One of the stationary, magenta dots turns green and begins revolving! (If this did not happen, keep staring.) Which is “real”: the first image or the resulting image? Can you trust your perception? Look at the next slides: They require even more “perception”!
Did you see the shark? (If you have not done Magic Eye pictures, look at it at a distance of about 8-10 inches, then draw back slowly when your eyes “unfocus.”) What can you see on the next slide? (I am not going to tell you what the next picture portrays.)
When these optical illusions became popular over 10 years ago, I could NOT see the hidden image and like my student, was convinced that everyone was perpetuating a huge joke on me. Talk about conspiracy theories!
Yes, there is a purpose for showing you all of these pictures: reading literature has the same “problems” in perception and pose the same questions—what is really going on? One person could read a story about Mexico and see the two old people looking in each other’s eyes; another could read it and only see the street scene. Perhaps a third person could synthesize all the elements of the picture/story and put them together.
To me, that is the beauty of art, visual and written. While 2 + 2 = 4 might be comforting in its static properties, how literature is read and perceived is based on the reader, an unlike a mathematical equation, there is no one right answer. Which does not mean that every theory about a work of art is correct! When the reader proposes a thesis, it must be backed by specifics from the story or poem. Take the poem “The Road not Taken” by Robert Frost:
TWO roads diverged in a yellow wood, And sorry I could not travel both And be one traveler, long I stood And looked down one as far as I could To where it bent in the undergrowth;
Then took the other, as just as fair, And having perhaps the better claim, Because it was grassy and wanted wear; Though as for that the passing there Had worn them really about the same,
And both that morning equally lay In leaves no step had trodden black. Oh, I kept the first for another day! Yet knowing how way leads on to way, I doubted if I should ever come back.
I shall be telling this with a sigh Somewhere ages and ages hence: Two roads diverged in a wood, and I— I took the one less traveled by, And that has made all the difference.
This poem is usually interpreted as a symbol for the decisions that we must make in our lives. The roads symbolize two decisions, and the one the narrator takes forever influences his life. However, Frost writes that the poem was intended as a gentle poke at his friend who could (literally) not easily decide which path to take on walking trips. Does that mean that the first interpretation is wrong? Not at all—a fork in the road has long symbolized decisions, so there is evidence to support the theory within the body of the poem.
However, if one proposed that the poem is about a legion of angry flying monkeys who lurk in the woods, infiltrating the minds of unwary travelers, the theory could not be supported or substantiated by the imagery in the poem. When poetry is explicated (explained line by line or generally) or prose is examined, theories must be supported by the work, but many possibilities exist and can be feasible.

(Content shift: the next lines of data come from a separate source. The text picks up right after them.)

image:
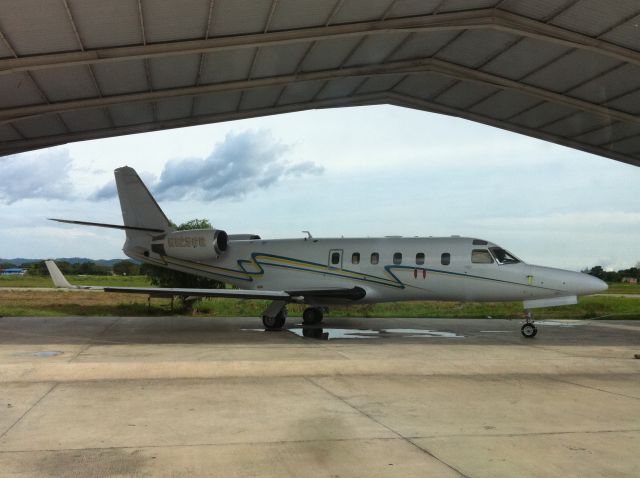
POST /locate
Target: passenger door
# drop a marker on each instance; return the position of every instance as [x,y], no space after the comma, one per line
[335,258]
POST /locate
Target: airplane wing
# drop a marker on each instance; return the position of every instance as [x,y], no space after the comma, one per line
[355,293]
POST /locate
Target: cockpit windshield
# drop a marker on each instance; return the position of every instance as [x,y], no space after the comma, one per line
[502,256]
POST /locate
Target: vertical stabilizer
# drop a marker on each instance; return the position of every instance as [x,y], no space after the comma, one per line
[59,280]
[139,208]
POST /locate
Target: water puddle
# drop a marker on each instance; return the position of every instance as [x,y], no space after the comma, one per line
[52,353]
[320,333]
[557,323]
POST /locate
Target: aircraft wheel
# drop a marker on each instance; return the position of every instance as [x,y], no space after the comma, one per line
[275,323]
[529,331]
[312,315]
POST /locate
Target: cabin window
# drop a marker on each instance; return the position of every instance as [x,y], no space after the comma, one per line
[335,258]
[503,257]
[481,256]
[445,259]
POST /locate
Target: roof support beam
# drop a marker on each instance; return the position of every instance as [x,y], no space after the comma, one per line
[396,99]
[407,67]
[470,19]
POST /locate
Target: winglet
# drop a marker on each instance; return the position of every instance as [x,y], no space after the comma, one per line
[59,280]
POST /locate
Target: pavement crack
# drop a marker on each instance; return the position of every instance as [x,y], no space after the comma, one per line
[396,433]
[26,412]
[589,387]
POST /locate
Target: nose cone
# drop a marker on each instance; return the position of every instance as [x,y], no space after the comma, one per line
[587,284]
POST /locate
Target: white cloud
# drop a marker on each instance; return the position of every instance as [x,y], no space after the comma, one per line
[42,176]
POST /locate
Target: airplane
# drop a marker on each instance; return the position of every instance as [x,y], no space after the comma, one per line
[325,272]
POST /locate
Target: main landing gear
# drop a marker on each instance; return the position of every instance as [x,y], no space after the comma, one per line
[528,329]
[312,315]
[275,322]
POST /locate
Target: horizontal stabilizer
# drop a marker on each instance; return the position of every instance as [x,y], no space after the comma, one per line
[111,226]
[552,302]
[60,281]
[225,293]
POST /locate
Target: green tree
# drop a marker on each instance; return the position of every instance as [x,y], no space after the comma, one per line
[163,277]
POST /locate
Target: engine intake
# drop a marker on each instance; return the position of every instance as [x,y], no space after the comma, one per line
[193,244]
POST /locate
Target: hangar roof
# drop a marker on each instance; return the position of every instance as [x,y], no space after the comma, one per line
[566,71]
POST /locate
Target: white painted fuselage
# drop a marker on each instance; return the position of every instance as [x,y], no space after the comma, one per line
[386,269]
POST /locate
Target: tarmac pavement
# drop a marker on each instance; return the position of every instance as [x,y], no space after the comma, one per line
[195,396]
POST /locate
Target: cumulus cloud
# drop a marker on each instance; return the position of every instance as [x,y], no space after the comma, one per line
[46,176]
[241,163]
[238,165]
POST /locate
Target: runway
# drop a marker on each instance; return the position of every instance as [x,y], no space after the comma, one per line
[194,396]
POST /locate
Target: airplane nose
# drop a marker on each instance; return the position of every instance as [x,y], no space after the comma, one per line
[590,285]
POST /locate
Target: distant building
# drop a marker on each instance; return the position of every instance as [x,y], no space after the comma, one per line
[13,272]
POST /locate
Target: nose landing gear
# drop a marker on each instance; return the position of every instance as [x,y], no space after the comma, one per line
[528,329]
[312,315]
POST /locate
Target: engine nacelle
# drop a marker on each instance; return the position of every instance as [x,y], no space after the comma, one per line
[193,244]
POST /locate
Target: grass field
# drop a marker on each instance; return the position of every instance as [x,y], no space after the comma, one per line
[45,281]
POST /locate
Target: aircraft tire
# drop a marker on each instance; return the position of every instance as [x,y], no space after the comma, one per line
[312,315]
[275,323]
[528,331]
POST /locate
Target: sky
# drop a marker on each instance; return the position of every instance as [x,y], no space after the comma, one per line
[353,172]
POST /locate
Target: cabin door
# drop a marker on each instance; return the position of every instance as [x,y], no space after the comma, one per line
[335,258]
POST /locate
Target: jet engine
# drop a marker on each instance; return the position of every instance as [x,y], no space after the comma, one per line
[192,245]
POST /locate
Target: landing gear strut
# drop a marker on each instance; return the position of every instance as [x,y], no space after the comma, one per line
[528,329]
[312,315]
[275,322]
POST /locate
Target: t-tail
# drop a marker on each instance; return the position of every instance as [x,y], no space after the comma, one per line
[143,219]
[150,235]
[142,216]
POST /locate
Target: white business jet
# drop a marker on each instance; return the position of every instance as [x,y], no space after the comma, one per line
[323,272]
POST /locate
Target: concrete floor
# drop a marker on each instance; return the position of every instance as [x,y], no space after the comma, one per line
[185,396]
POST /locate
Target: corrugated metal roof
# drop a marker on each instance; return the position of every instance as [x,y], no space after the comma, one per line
[566,71]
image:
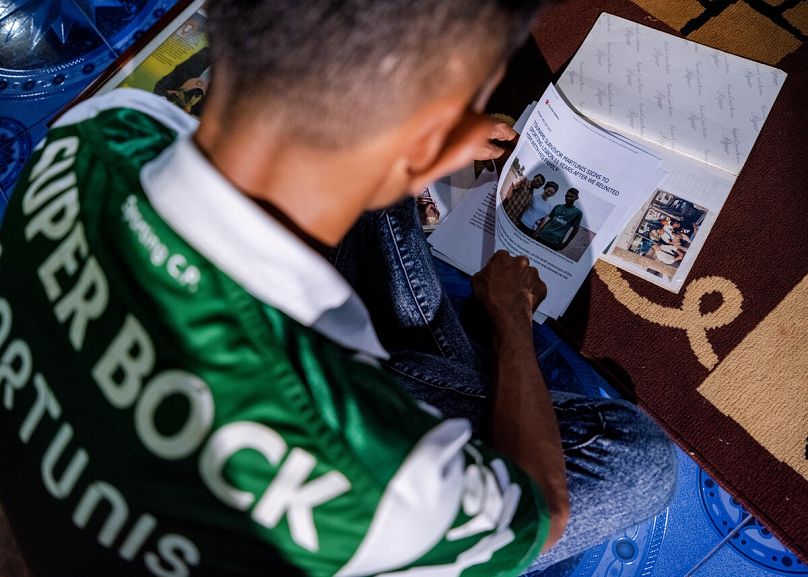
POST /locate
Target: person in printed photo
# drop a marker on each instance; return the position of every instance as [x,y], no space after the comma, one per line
[521,195]
[539,207]
[561,225]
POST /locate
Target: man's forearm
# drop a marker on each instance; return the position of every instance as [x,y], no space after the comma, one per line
[524,423]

When you read the assignments for this class, whether they are for short stories, a play, a novel, or poetry, keep the subjectivity of the work in mind. What YOU “get “ from the work might not be what your peers or even what I perceive as the author’s meaning. Over the years, my students have been able to enrich my understanding of works because, simply, individuals read things differently. A few times, I had to seriously reconsider my approach and a couple of times, I changed my mind about what I had previously thought. As a writer, I have also had readers interpret one of my stories differently than I had intended. Usually, on consideration, I saw that their interpretations were merited, which did not detract from the writing, but added deeper, richer meanings.
Value diversity! Listen to the perspectives of others. Agree to disagree. In most cases, “truth” is subjective and spelled with a lowercase, not an uppercase “t.”